Nem vou entrar no mérito da saúde mental, de redução de ansiedade, stress, compulsão e o escambau.
Falo de um hábito claramente ruim, mas eu suspeito que essa mecânica é a mesma para hábitos bons que a gente vai largando.
Eu acho esse tipo de metáfora fundamentalmente errada, e só serve para gerar confusão sobre processos cognitivos e sobre computadores e sistemas.
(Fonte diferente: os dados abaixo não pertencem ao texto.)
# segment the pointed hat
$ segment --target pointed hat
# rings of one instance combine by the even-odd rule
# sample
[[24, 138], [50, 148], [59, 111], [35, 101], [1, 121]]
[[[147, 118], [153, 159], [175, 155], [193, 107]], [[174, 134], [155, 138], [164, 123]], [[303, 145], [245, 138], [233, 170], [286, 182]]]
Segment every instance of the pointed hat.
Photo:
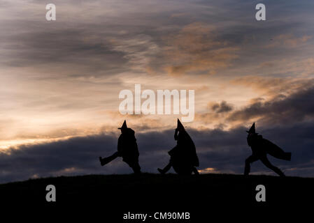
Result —
[[121, 126], [121, 128], [118, 128], [118, 130], [122, 130], [122, 129], [127, 129], [127, 121], [124, 120], [124, 122], [122, 124], [122, 126]]
[[182, 125], [181, 122], [180, 121], [179, 118], [178, 118], [178, 124], [177, 124], [177, 128], [179, 130], [185, 130], [183, 125]]
[[255, 133], [255, 123], [252, 125], [251, 128], [248, 131], [246, 131], [248, 133]]

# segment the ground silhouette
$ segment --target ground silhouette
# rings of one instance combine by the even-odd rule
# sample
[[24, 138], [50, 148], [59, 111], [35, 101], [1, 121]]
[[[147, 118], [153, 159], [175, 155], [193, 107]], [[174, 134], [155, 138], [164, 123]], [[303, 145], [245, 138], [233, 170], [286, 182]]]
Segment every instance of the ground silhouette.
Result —
[[[50, 184], [57, 189], [55, 203], [45, 201], [45, 189]], [[255, 200], [255, 188], [260, 184], [266, 187], [266, 202]], [[62, 176], [3, 184], [0, 197], [1, 206], [11, 207], [17, 213], [20, 208], [29, 208], [32, 213], [45, 208], [51, 216], [63, 211], [74, 217], [82, 210], [82, 213], [92, 212], [95, 214], [92, 216], [100, 215], [104, 220], [110, 218], [116, 222], [122, 222], [122, 216], [127, 212], [189, 212], [192, 220], [187, 222], [204, 222], [217, 212], [227, 215], [225, 218], [232, 210], [241, 209], [236, 213], [243, 218], [248, 217], [250, 210], [266, 216], [278, 215], [281, 209], [308, 206], [314, 198], [313, 187], [314, 178], [290, 176], [144, 173]]]

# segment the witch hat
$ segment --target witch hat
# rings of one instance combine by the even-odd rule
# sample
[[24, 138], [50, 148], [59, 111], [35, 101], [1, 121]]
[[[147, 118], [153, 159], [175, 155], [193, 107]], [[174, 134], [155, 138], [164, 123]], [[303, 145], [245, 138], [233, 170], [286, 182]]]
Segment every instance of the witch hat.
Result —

Tenho pensado inclusive sobre meus processos de escrita. De sentar à frente do computador e produzir um texto que no dia seguinte eu detesto e preciso reescrever. Todos aqueles cacoetes de linguagem e maneirismos e vícios de linguagem e marcas de oralidade que a principio podem nem ser um problema mas pra mim acabam sendo. E aos poucos eu vou tomando consciência de como funcionam meus processos criativos.
Eu tenho minhas suspeitas com qualquer plataforma lançada hoje em dia. Não tem empresa nem app bonzinhos. Mas também não sou saudosista e não olho pra essa época dos blogs como uma espécie de Era de Ouro, com tecnologias perfeitas e sem problema nenhum até o Google malvadão vir e matar o feed RSS.
Queria saber o quanto que esse tipo de conteúdo é relevante, é lido, gera engajamento ou métricas. Porque, dependendo, pode ser o suficiente pra chamar a atenção dos Meta da vida.